Ward, 33, remains the sport's most adaptable fighter outside of Floyd Mayweather, and showcased his ability to disarm a big puncher in Kovalev and wear him out by boxing evenly over the first half of the fight. It was high-speed chess at its finest as each fighter traded stiff jabs, mauled on the inside and fought to control distance.
In the end, Ward not only outlasted Kovalev, he showed a tremendous instinct to finish him off after winning the strategic and mental battle. After the fight, he talked up a desire to challenge for a cruiserweight or even heavyweight title against the right fighter in the perfect situation.
Kovalev, 34, just barely falls out of the top 10 after his second straight defeat, this time by knockout. It's back to the drawing board for the dangerous puncher, who could see a return to the P4P fold with a strong return.
|1. Andre Ward||32-0, 16 KOs||Unified light heavyweight champion||--|
|Forget talks of moving up in weight just yet, Ward has one more marquee light heavyweight challenge to pursue and that's mercurial lineal champion Adonis Stevenson.|
|2. Vasyl Lomachenko||8-1, 6 KOs||Junior lightweight champion||--|
The two-time Olympic gold medalist is simply operating on higher level than his competitors. His brilliant artistry has become a joy to behold. A rematch of his only loss against Orlando Salido would be a welcome fight.

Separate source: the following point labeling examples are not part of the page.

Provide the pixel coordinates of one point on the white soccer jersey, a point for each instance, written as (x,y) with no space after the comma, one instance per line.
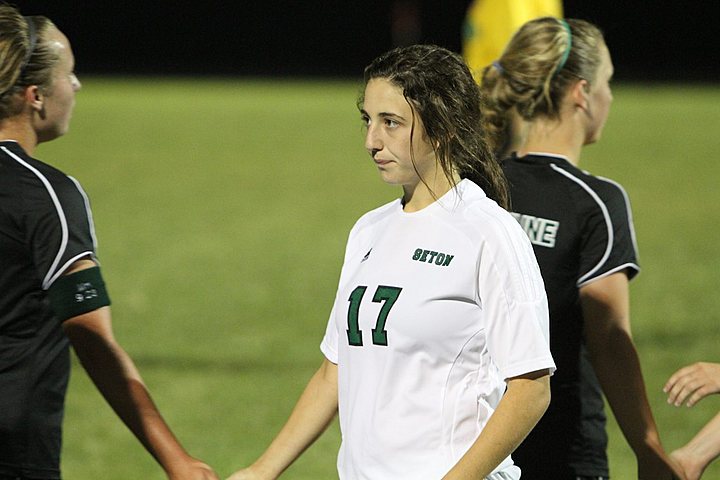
(434,310)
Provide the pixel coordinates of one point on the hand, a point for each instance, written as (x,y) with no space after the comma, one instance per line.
(690,384)
(194,470)
(692,466)
(654,464)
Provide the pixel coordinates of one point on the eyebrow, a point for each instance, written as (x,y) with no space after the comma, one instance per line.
(384,114)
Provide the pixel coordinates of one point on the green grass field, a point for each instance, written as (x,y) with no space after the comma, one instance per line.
(222,209)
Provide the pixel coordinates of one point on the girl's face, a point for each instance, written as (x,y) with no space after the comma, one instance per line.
(394,130)
(59,100)
(599,97)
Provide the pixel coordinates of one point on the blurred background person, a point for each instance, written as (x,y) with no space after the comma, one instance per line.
(554,76)
(489,24)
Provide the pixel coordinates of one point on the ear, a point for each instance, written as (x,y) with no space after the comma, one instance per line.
(34,97)
(579,93)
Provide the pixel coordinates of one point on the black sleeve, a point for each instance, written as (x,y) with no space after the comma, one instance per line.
(608,237)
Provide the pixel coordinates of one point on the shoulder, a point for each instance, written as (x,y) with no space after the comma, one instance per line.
(36,184)
(597,187)
(371,219)
(484,222)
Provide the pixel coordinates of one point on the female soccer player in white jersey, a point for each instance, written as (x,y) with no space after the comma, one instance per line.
(548,96)
(436,351)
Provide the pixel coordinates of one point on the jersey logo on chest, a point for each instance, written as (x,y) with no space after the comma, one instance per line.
(430,256)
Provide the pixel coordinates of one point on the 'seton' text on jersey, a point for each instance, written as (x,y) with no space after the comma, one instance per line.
(429,256)
(541,231)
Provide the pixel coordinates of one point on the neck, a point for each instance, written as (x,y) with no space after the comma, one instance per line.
(560,137)
(19,131)
(420,195)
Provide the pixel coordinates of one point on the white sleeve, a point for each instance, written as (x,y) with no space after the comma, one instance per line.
(514,303)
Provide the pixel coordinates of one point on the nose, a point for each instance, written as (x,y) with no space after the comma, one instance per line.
(373,143)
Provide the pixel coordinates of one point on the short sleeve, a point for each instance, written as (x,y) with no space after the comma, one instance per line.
(608,237)
(514,305)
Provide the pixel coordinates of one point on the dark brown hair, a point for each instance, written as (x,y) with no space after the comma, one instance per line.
(440,88)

|3. Gennady Golovkin||37-0, 33 KOs||Middleweight champion||--|
|The unified champion looked human for the first time in barely outpointing Daniel Jacobs in March. But it's possible the result helped him land the most important bout of his career in September against Canelo Alvarez.|
|4. Terence Crawford||31-0, 22 KOs||Junior welterweight champion||--|
|Crawford can simply do it all and appears ready to chase the big dollars at welterweight. He will need a big-name dance partner to help him become a star. It's time for Top Rank to offer Manny Pacquiao the kind of money he can't refuse.|
|5. Errol Spence Jr.||22-0, 19 KOs||Welterweight champion|
|Let the Spence era begin. He's long, tough and intelligent. Even more, he can punch. Spence appears to have a long run ahead of him high up this list.|
|6. Roman Gonzalez||46-1, 38 KOs||Junior bantamweight|
|It might be difficult to justify seeing "Chocolatito" go from P4P king to sliding down this list after one contested defeat. But the challenges are proving more difficult the higher Gonzalez moves up in weight. He'll get a second chance against Srisaket Sor Rungvisai on Sept. 9. |
|7. Manny Pacquiao||59-6-2, 38 KOs||Welterweight champion|
At 38, Pacquiao has remarkably retained his speed and boxing ability. But his matchmaking is starting to become soft. A July bout against unknown Jeff Horn will get prime exposure on ESPN, but offers no gain in terms of his P4P ranking.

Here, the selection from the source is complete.